I am all too aware of how fragile and fleeting that sense can be, and have seen too many friends step out of these connections because they ultimately felt once again ignored, or, at worst, betrayed. I am grateful beyond words that this never happened in my faith-life – that while my pop-culture connections began to devolve into judgement cast on me because I was not “into” the right stuff, amongst my Christian friends I found nothing but unconditional acceptance.
It does break my heart that this is not everyone’s experience.
I can also understand the desperation one might feel at the sense that this thing they love – this character, this world, this story – that is something they have belonged to is fading. It is no longer what it was…and if that’s the case, what might that mean for someone for whom these stories mean so much? Could it feel like being told that these stories don’t really matter, and neither do you? I wouldn’t wish that on anyone.
The thing is…I think there’s hope. I know it’s a horrible cliché but:
As much as I have been disappointed, then bewildered, then…resigned…as I have watched DCU unfold, there has been a very interesting development.

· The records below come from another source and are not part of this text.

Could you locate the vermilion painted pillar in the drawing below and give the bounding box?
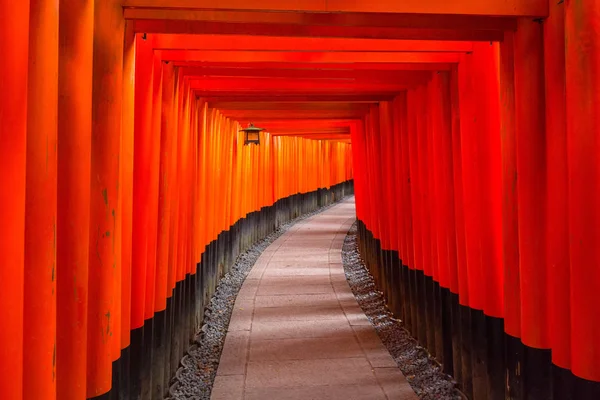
[166,73,181,296]
[350,124,364,220]
[131,34,154,330]
[513,17,549,350]
[87,0,123,395]
[426,79,440,283]
[544,0,570,372]
[57,1,93,398]
[458,51,485,312]
[379,102,395,251]
[364,109,378,240]
[433,73,454,291]
[145,55,163,322]
[450,65,468,306]
[0,2,29,399]
[121,19,136,351]
[392,96,406,263]
[397,93,414,270]
[407,89,422,273]
[177,87,191,280]
[416,85,432,279]
[197,103,208,255]
[156,62,175,314]
[439,70,458,296]
[498,31,521,341]
[475,42,503,319]
[24,1,59,399]
[168,72,182,288]
[565,0,600,383]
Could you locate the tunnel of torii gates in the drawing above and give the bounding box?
[1,0,600,400]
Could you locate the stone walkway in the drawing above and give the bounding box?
[211,197,418,400]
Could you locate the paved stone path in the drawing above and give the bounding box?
[211,197,418,400]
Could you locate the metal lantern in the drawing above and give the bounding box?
[240,123,264,145]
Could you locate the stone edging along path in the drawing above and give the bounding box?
[342,221,464,400]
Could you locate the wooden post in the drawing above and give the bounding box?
[0,1,30,399]
[24,0,59,398]
[87,0,123,395]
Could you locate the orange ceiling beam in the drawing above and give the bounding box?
[271,132,349,137]
[122,0,547,17]
[159,50,461,63]
[187,77,425,91]
[208,103,370,112]
[199,94,394,102]
[152,35,474,53]
[232,119,358,127]
[216,111,366,119]
[269,129,351,135]
[178,67,433,83]
[125,9,516,31]
[175,62,453,71]
[134,21,504,42]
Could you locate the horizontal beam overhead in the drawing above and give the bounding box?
[122,0,547,17]
[159,50,461,63]
[269,127,350,132]
[198,94,394,102]
[209,102,370,112]
[179,67,433,83]
[232,119,358,127]
[175,62,453,71]
[127,9,517,31]
[135,20,505,41]
[152,34,474,52]
[218,111,367,119]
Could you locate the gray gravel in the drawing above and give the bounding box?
[167,200,346,400]
[342,222,464,400]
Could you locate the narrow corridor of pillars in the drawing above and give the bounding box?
[4,0,600,398]
[0,5,353,397]
[351,5,600,399]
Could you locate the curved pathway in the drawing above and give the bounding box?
[211,197,418,400]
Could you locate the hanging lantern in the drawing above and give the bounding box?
[240,123,264,145]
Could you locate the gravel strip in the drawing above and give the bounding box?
[167,199,347,400]
[342,221,464,400]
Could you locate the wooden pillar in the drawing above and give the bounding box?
[0,1,29,399]
[458,51,485,313]
[449,65,468,307]
[120,18,136,353]
[514,17,552,400]
[397,93,414,270]
[565,0,600,383]
[24,1,59,399]
[56,1,94,398]
[513,18,549,350]
[499,31,521,342]
[156,62,174,315]
[131,34,154,331]
[434,72,456,293]
[543,0,570,373]
[87,0,123,396]
[145,54,163,322]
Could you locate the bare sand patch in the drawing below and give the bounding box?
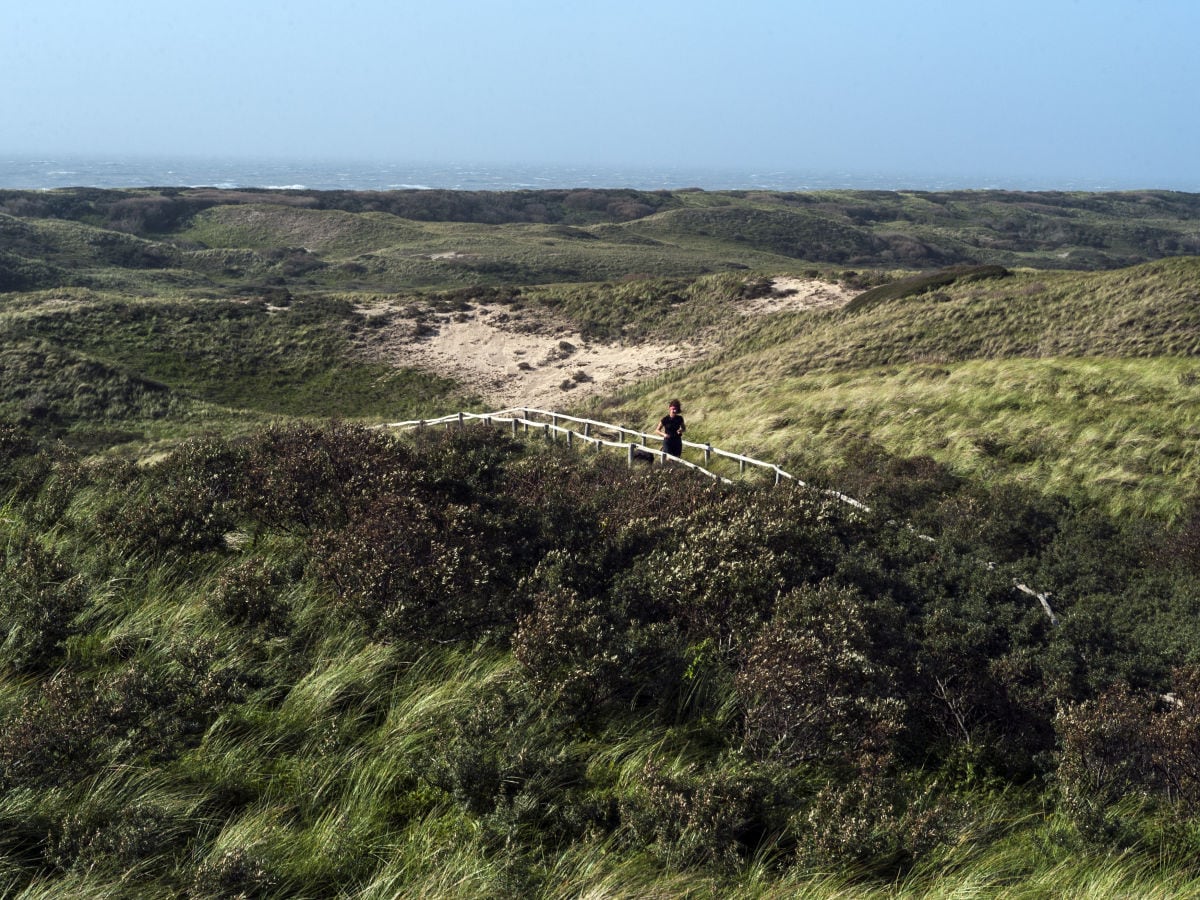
[741,277,859,315]
[357,277,856,409]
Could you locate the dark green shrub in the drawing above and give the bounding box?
[791,775,960,873]
[311,490,503,641]
[930,481,1065,563]
[1057,666,1200,837]
[45,802,181,873]
[98,639,252,763]
[0,673,101,791]
[208,556,290,632]
[619,754,778,869]
[908,559,1056,775]
[737,581,904,770]
[512,585,688,717]
[94,436,245,555]
[189,847,279,899]
[235,420,414,534]
[1055,680,1160,838]
[0,530,89,671]
[423,682,599,846]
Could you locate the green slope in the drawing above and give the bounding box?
[602,258,1200,520]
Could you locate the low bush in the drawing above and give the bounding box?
[1057,665,1200,839]
[619,754,779,869]
[94,436,245,556]
[737,581,904,770]
[0,530,89,672]
[422,682,600,846]
[207,556,290,632]
[234,421,415,534]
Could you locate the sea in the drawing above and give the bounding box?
[0,155,1155,194]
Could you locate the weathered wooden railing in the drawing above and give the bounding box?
[380,407,1057,624]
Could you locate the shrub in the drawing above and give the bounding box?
[737,581,905,770]
[619,754,778,869]
[1057,665,1200,836]
[207,556,290,632]
[189,847,279,899]
[512,585,687,716]
[98,638,253,763]
[45,802,180,874]
[422,682,599,846]
[1055,680,1160,837]
[0,672,101,791]
[234,420,414,534]
[94,436,245,555]
[0,530,89,672]
[311,490,506,641]
[791,775,959,873]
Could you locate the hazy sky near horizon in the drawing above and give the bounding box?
[6,0,1198,189]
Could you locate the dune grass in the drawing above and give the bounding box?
[602,259,1200,520]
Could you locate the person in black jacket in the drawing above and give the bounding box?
[656,399,686,457]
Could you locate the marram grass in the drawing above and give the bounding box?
[613,355,1200,520]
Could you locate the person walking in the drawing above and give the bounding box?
[656,399,686,458]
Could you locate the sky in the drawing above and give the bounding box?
[5,0,1198,189]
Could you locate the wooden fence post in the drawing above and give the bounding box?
[627,443,635,467]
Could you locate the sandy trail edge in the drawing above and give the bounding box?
[358,277,857,410]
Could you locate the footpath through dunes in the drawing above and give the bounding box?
[355,276,860,409]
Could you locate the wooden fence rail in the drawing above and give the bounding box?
[380,407,1056,623]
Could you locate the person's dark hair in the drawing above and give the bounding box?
[668,399,682,413]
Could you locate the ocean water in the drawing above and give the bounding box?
[0,155,1135,193]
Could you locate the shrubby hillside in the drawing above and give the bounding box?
[4,186,1200,895]
[4,421,1200,896]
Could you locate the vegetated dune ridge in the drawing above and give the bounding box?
[359,276,858,410]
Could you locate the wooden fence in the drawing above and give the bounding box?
[381,406,1057,624]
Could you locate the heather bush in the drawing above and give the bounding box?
[188,847,280,899]
[512,584,688,717]
[45,802,183,874]
[98,638,253,763]
[207,556,290,633]
[235,420,414,534]
[0,672,101,791]
[791,774,961,872]
[619,753,779,869]
[94,436,245,555]
[422,681,600,846]
[0,530,89,671]
[311,490,511,641]
[737,581,905,771]
[1057,665,1200,839]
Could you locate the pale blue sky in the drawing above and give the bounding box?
[5,0,1197,189]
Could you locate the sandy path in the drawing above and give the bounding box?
[358,277,856,409]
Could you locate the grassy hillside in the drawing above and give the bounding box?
[4,422,1200,897]
[602,257,1200,521]
[4,187,1200,896]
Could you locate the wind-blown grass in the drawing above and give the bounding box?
[604,259,1200,519]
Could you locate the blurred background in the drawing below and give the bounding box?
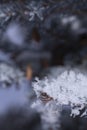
[0,0,87,78]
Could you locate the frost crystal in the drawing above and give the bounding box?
[26,1,45,21]
[0,63,24,86]
[33,70,87,117]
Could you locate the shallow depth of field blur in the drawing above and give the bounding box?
[0,0,87,130]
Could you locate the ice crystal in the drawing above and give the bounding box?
[33,70,87,117]
[26,1,45,21]
[0,63,24,86]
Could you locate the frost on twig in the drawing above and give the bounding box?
[33,70,87,117]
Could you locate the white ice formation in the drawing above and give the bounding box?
[33,70,87,117]
[0,63,24,86]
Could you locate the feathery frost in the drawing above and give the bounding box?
[33,70,87,117]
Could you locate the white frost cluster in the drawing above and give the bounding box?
[26,1,45,21]
[0,63,24,86]
[33,70,87,116]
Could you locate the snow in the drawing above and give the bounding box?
[33,70,87,117]
[0,63,24,86]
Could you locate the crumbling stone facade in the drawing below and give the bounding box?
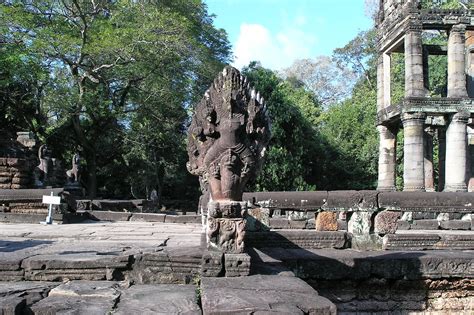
[0,131,37,189]
[376,0,474,192]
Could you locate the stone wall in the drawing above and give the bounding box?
[0,158,31,189]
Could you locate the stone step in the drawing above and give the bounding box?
[246,230,349,249]
[383,231,474,250]
[0,281,201,315]
[201,275,336,314]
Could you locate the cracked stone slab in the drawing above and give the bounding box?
[114,284,200,314]
[29,281,121,315]
[0,281,58,309]
[201,275,336,314]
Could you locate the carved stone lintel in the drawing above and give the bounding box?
[207,217,246,254]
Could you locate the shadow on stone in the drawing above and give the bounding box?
[243,230,466,313]
[0,240,53,253]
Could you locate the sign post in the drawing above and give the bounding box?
[41,192,61,224]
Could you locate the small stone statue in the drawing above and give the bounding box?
[34,144,52,187]
[187,66,271,253]
[66,152,81,184]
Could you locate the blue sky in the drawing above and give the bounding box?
[205,0,374,70]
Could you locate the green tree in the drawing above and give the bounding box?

Wonder Woman was largely appreciated by audiences around the world. As I covered in my review of Aquaman, while it’s hard to pin down exactly whether we call the movie good or not, it was an undeniably fun ride that more than justified the budget. Oddly, while WB have been losing what may be perceived as core to the whole enterprise – namely stars Ben Affleck and Henry Cavil as the two most recognisable superheroes in existence – the decision has not been to abandon the DCEU, but to double down on the things that are working for it. Everyone liked Margot Robbie as Harley Quinn? Great, have a whole movie (yeah, I know it’s an ensemble, but come one). Feeling that the genre in general has been a little dour and serious? Shazam! was one of the most legitimately fun movies I’ve seen in ages. Really, it made me feel like a kid again. That is movie magic.
There’s something magnificent about this direction. Taking sometimes disparate pieces from something that’s not totally working, and reworking them into something new. Something better? That remains to be seen. But for now, people seem to be enjoying these superhero movies where the guiding principle seems to be: “Let’s have ourselves a good time.”
Odd choices, false starts and missteps – none of these mean we need to abandon anything. When I think of the challenges I’ve had getting momentum going with this site…well, I don’t feel so bad about it.